After the configuration is ready all we need to do is annotate the desired controller request:
@PutMapping("password/change")
@RateLimit
public ResponseEntity<ChangePasswordResponse> changePassword(@PathVariable("userId") Long userId,
@Valid @RequestBody PasswordChangeRequest passwordChangeRequest) {
return ResponseEntity.ok(authenticationService.changePassword(userId, passwordChangeRequest));
}
We can also pass the rate limit attributes in the annotation itself to configure a request wih specific values:
- tokenCapacity: The number of request available for a bucket in a range of time (refill time).
- tokenRefill:The number of request to refill after the refill time passed.

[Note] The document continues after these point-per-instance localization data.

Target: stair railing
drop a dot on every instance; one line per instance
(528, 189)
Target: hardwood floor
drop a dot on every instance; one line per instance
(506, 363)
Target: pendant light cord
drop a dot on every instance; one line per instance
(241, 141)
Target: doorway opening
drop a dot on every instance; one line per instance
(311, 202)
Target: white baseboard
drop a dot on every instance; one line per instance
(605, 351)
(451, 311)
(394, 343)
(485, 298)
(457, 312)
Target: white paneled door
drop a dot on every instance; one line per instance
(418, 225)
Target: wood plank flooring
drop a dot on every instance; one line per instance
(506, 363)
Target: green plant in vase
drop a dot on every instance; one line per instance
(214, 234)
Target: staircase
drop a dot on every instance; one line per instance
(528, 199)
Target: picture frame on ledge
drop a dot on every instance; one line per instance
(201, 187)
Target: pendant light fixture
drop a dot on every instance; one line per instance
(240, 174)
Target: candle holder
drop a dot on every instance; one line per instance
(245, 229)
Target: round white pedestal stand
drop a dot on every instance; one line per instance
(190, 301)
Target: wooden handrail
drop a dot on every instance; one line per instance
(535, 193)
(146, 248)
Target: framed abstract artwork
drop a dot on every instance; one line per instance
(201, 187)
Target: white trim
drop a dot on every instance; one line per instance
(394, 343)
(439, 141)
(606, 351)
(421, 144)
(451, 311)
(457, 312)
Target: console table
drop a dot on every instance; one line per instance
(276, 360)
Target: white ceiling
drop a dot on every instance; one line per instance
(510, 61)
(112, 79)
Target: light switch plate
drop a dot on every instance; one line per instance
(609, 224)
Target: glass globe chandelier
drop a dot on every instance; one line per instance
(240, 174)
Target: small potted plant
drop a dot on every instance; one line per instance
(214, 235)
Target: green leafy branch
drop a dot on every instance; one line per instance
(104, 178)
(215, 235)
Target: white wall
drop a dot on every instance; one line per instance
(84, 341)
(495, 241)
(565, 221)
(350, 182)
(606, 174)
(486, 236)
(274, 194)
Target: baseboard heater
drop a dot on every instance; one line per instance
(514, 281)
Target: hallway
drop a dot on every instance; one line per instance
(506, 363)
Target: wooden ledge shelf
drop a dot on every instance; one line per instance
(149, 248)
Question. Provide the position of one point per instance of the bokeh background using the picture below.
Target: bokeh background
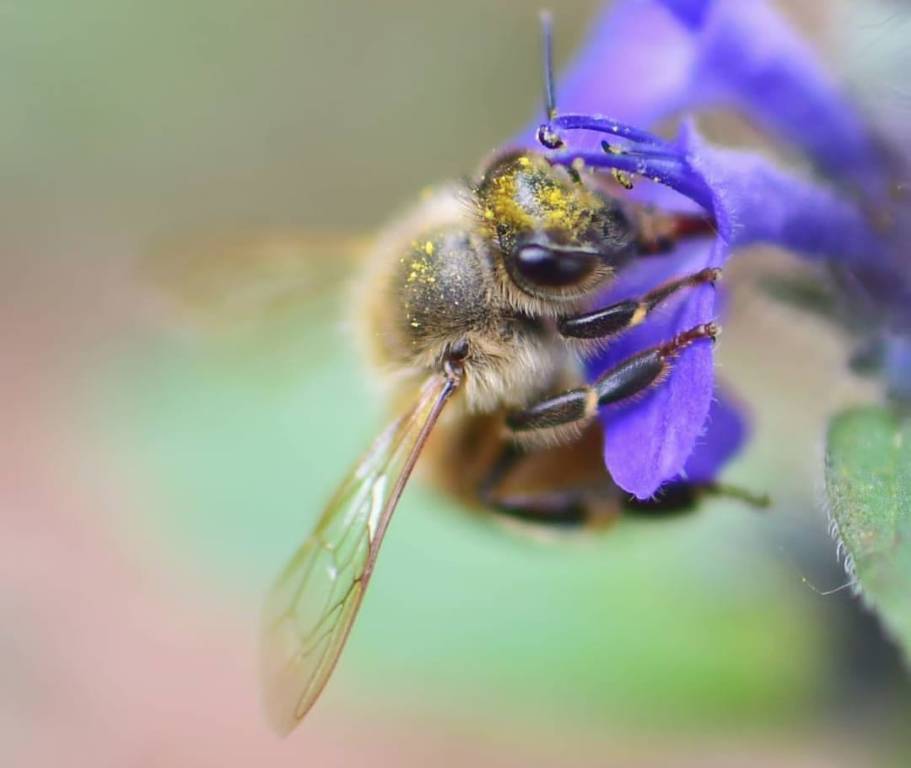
(166, 445)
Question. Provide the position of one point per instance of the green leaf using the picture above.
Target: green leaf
(868, 481)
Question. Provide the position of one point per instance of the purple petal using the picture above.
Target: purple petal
(726, 430)
(646, 60)
(648, 440)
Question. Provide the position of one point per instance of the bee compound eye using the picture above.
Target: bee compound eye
(537, 265)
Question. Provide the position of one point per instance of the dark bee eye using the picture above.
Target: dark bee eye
(538, 266)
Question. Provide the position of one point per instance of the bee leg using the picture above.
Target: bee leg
(631, 377)
(609, 321)
(523, 486)
(658, 232)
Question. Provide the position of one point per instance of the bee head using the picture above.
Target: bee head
(558, 239)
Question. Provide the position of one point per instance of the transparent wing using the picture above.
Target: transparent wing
(229, 281)
(312, 606)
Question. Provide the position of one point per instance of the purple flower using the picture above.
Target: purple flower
(645, 61)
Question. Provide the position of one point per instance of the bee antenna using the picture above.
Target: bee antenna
(546, 135)
(547, 41)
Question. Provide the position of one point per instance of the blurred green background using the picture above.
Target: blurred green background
(158, 474)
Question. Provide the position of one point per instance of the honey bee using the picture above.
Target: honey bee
(477, 305)
(476, 302)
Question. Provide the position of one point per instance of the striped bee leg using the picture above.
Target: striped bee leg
(631, 377)
(562, 486)
(612, 320)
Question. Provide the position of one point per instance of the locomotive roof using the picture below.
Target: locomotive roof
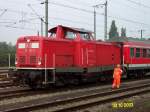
(128, 39)
(71, 28)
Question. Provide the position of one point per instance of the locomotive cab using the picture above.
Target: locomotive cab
(28, 52)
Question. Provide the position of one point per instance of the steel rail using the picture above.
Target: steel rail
(109, 96)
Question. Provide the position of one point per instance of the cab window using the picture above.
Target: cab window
(144, 52)
(70, 35)
(34, 45)
(85, 36)
(21, 45)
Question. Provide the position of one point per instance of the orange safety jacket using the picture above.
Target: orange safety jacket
(117, 73)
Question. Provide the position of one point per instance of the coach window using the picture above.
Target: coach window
(70, 35)
(137, 52)
(132, 52)
(148, 53)
(144, 53)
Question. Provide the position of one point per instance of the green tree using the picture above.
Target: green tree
(113, 30)
(123, 32)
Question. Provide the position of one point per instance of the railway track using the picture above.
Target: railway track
(18, 91)
(4, 84)
(79, 101)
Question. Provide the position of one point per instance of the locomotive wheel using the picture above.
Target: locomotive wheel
(58, 82)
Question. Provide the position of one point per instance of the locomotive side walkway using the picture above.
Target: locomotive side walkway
(126, 90)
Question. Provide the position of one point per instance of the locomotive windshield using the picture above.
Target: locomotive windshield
(52, 34)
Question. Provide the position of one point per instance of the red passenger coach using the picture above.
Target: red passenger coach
(135, 55)
(68, 55)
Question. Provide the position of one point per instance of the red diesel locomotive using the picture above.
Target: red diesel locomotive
(72, 55)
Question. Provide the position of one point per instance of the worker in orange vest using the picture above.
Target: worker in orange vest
(117, 76)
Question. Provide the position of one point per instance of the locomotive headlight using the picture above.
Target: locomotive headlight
(28, 40)
(39, 61)
(16, 62)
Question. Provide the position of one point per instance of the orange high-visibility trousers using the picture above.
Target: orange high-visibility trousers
(117, 77)
(116, 82)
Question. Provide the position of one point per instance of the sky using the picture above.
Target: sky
(22, 17)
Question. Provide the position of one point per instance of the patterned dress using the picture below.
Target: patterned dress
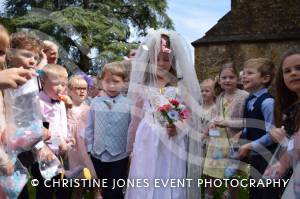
(218, 147)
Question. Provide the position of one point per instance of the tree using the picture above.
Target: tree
(82, 25)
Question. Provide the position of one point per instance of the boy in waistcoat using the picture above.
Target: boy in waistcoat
(259, 119)
(106, 130)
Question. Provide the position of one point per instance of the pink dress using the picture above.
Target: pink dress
(77, 118)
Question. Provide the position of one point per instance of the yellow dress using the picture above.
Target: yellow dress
(216, 159)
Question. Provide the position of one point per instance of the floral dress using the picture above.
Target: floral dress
(217, 157)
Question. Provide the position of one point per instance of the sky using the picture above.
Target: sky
(192, 18)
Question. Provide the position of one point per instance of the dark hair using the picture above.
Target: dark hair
(228, 65)
(284, 97)
(172, 73)
(264, 66)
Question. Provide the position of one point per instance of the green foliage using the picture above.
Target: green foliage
(80, 25)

- refillWaitTime:The range of time in seconds for the token refill to happen;
@PutMapping("password/change")
@RateLimit(tokenCapacity = 5, tokenRefill = 5, refillWaitTime = 30)
public ResponseEntity<ChangePasswordResponse> changePassword(@PathVariable("userId") Long userId,
@Valid @RequestBody PasswordChangeRequest passwordChangeRequest) {
return ResponseEntity.ok(authenticationService.changePassword(userId, passwordChangeRequest));
}
To unlimit a specific request, we need to make use of the @RateLimitExclude annotation, which has no parameters
This is useful when you have two requests associated to the same path (With different HTTP verbs), but you only want to limit one of them, if you do not add this annotation to the excluded one you will require to provide the Joko Resilience Header (Even though it wont be actually limited if it recieved the header)
The library can be generated from source for java 8 and 11 using prebuild gradle tasks:
To build the jar for java 8 we can use the following gradle task:
./gradlew generateJava8Artifact
This will generate a jar file for the jdk 8 under the folder build/libs with the -jdk8 suffix. For example if the version is 1.0.0 the jar will be generated with the following name:
/build/libs/joko-resilience-1.0.0-jdk8.jar
To build the jar for java 11 we can use the following gradle task:
./gradlew generateJava11Artifact
This will generate a jar file for the jdk 11 under the folder build/libs. For example if the version is 1.0.0 the jar will be generated with the following name:
/build/libs/joko-resilience-1.0.0.jar
The jar can be published directly to the default local maven repository using the following gradle tasks:
./gradlew publishJava8Local
./gradlew publishJava11Local
OBS: Publishing directly to a custom local maven repository folder is not yet supported
For publishing to an artifactory repository we need first to create a gradle.properties file in the project root, containing the following props:
artifactory_contextUrl=https://yourartifactoryurl
artifactory_user=artifactoryuser
artifactory_password=artifactorypassword
Then the jar can be published directly to an artifactory repository using the following gradle tasks:
./gradlew publishJava8Artifactory
./gradlew publishJava11Artifactory
OBS: The jar files will be published under libs-release-local in the artifactory. This is not yet configurable and there is no direct snapshots support.